As part of the #MIspecies campaign, Science Around Michigan tours Eastmanville Bayou Park with Ottawa County Natural Resources Management Supervisor Melanie Manion where goats are being used to eat away invasive species. Manion heads the innovative three-year pilot program, which she hopes will spur further exploration of the voracious eaters as an effective land management tool.
The goats, all female with the exception of a single neutered male, roam free within an area designated by a crackling electric fence. It’s not lethal, but Manion advised that I’d certainly notice if I made contact. The goats thrive in the thick undergrowth, feasting on the pervasive oriental bittersweet. In fact, they seemed to enjoy the invasive species the most.

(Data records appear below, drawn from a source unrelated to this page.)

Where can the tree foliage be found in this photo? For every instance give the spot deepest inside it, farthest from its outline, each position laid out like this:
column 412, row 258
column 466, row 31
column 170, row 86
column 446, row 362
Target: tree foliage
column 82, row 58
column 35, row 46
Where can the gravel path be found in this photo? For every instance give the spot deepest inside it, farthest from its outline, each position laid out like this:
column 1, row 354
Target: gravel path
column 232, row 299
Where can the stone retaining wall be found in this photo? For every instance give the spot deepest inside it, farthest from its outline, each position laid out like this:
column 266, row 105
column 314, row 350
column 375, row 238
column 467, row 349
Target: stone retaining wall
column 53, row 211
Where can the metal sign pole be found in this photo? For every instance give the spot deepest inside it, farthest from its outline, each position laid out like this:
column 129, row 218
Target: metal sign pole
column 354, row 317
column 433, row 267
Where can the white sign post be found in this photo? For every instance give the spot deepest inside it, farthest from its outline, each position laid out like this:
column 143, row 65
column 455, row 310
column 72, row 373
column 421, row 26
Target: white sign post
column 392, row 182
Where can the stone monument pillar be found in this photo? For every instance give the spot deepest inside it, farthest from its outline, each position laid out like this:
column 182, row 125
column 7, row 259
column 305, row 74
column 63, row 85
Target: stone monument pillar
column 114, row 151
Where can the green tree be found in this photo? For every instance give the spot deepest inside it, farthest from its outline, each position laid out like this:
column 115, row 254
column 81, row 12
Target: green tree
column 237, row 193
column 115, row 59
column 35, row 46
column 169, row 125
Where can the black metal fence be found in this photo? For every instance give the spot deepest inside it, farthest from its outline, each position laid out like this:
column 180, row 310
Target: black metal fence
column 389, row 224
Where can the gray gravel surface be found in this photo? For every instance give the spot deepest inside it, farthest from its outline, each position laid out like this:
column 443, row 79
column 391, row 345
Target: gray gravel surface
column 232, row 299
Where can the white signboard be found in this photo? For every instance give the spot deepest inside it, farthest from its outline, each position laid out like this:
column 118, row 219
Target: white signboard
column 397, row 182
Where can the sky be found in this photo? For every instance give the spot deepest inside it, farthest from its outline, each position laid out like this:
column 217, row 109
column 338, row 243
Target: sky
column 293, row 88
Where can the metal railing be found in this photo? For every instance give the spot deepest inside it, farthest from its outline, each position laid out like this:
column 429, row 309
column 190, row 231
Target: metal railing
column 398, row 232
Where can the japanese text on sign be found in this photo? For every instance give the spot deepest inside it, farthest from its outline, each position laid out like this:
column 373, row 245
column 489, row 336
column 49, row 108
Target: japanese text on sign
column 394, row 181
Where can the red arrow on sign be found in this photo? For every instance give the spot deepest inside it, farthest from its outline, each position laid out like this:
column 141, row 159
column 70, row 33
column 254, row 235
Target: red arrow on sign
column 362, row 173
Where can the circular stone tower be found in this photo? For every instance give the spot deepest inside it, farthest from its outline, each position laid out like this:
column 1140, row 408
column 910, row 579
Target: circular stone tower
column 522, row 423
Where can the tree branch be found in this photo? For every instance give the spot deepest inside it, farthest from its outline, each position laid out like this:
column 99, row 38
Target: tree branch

One of the goals of the pilot program is to reduce herbicide use next to the Grand River. The results showcase the value of goats as land management tools for either barely accessible areas or locations where heavy herbicide use would be inadvisable. Ottawa County works in cooperation with Ottawa Area Intermediate School District’s Careerline Tech Agricultural and Environmental Science Program, providing opportunity for students interested in veterinarian and agricultural program tracks to work hand-in-hand with professionals in the field.
While the program is proving to be successful at cutting costs and providing an effective, efficient land management tool, she explained, Ottawa County is weary of the long-term implications of and necessary resources for properly caring for a herd of animals. The county hopes to find an entrepreneurial individual willing to take on “goat renting” as a full time business.